Writer-director Francis Ford Coppola’s Tetro is a great, highly imaginative work—and, at the same time, Coppola’s most heartfelt, bleedingly personal film. It is (like The Godfather trilogy, 1972-1990) a family saga, this one about a blended Argentine and Italian family, like Coppola’s own. It is a film about brothers, about fathers and sons, about lost mothers and a lost love—and about a family betrayal.
     Vincent Gallo, a fine American filmmaker and fine actor, gives the performance of a lifetime as Angelo Tetrocinni, a once-promising writer who is estranged from his father and now calls himself Tetro, and lives with his girlfriend, Miranda (Maribel Verdú, excellent), in Buenos Aires.
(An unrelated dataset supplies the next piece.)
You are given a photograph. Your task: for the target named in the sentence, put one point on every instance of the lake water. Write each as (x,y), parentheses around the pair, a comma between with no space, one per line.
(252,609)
His broken leg in a cast, Bennie, Tetro’s 17-year-old brother, who hasn’t seen Tetro in ten years, visits and eventually completes, on the sly, one of Tetro’s old plays and arranges for its public performance. “I don’t want Bennie to save me,” Tetro tells Miranda. “I don’t want anybody to save me. . . . I understand this is your way of showing love.”
     Tetro is almost entirely in black and white, almost all of which is in exceedingly dim black and white—but without the optical torture that The Godfather, in color, imposes on the viewer. (Color, generally, is harder on the eyes.) Much about the Tetrocinni family, about its relationships, is hidden, and the film’s dark images correlate to this. At night, the parting of headlighted heavy traffic as Bennie wanders into it in his suicidal determination contrasts sharply with this. Moreover, bursts of rich color, mostly in flashbacks, also punctuate the dimness.
     In all likelihood, you will suspect (as did I) how Tetro and Bennie are really related. What family doesn’t have its secrets? What can be more difficult, sometimes, than giving or receiving love?